EUROS Newsroom · 15m ago · 2 min read · 🇧🇷 Brazil
Brazil 2026 Poll Shows Lula Leading Bolsonaro as Markets Eye Policy

President Luiz Inácio Lula da Silva holds an eight-point lead over Senator Flavio Bolsonaro in a hypothetical 2026 runoff, a margin that financial markets will scrutinize for signals on the endurance of Brazil's current policy framework.

A July 15 Genial/Quaest poll places Lula at 45% and Flavio Bolsonaro at 37% in a simulated second-round vote. In a broader first-round scenario, the president captures 40% against the senator's 28%, with no other candidate managing to break out of single digits. Goiás Governor Ronaldo Caiado leads the fragmented rest of the field at 4%, followed by activist Renan Santos at 3% and Minas Gerais Governor Romeu Zema at 2%.

Financial professionals pay particular attention to the Genial/Quaest survey because it is commissioned by Genial, a domestic brokerage. The data acts as a real-time barometer for how traders are pricing political risk. When the gap between candidates narrows, investors immediately reassess the likelihood that a market-friendly policy framework can survive the October 2026 vote. This reassessment historically translates into short-term volatility across Brazilian asset classes, particularly the real and the Bovespa stock index.

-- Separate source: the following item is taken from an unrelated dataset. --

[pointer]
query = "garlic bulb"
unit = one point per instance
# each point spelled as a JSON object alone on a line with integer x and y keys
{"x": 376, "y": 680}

The implications extend beyond equity and currency trading desks. For the business community and foreign residents, the polling points to a protracted 15-month campaign cycle that will dominate public discourse. Political stability, or the absence of it, has a direct bearing on utility pricing, currency exchange rates, and the broader cost of living in Brazil's major urban centers.

Beneath the headline matchup, the polling numbers highlight a deeply divided electorate. Lula's job approval sits at just 48%, virtually tied with his 47% disapproval rating. Because this one-point gap falls well within the margin of error, the country is effectively split on his economic stewardship. This parity suggests that macroeconomic conditions—specifically inflation and employment trends—will ultimately determine the 2026 outcome.

Flavio Bolsonaro's path to the presidency is further complicated by a severe popularity deficit. A full 57% of respondents stated they would not vote for him under any circumstance. In Brazilian presidential politics, such a high rejection rate functions as a rigid ceiling, severely restricting a candidate's ability to court undecided voters during a runoff. The senator is currently trying to transition from his role as the son of former President Jair Bolsonaro to a viable standard-bearer, attempting to consolidate his father's base while presenting a more moderate profile.

Lula is countering this opposition by emphasizing tangible economic delivery rather than ideological battles. The president has actively traveled the country to inaugurate new infrastructure and housing projects, a strategy designed to convert public investment into political capital. As the campaign progresses, markets will likely continue to weigh Lula's infrastructure push against the opposition's efforts to narrow the gap.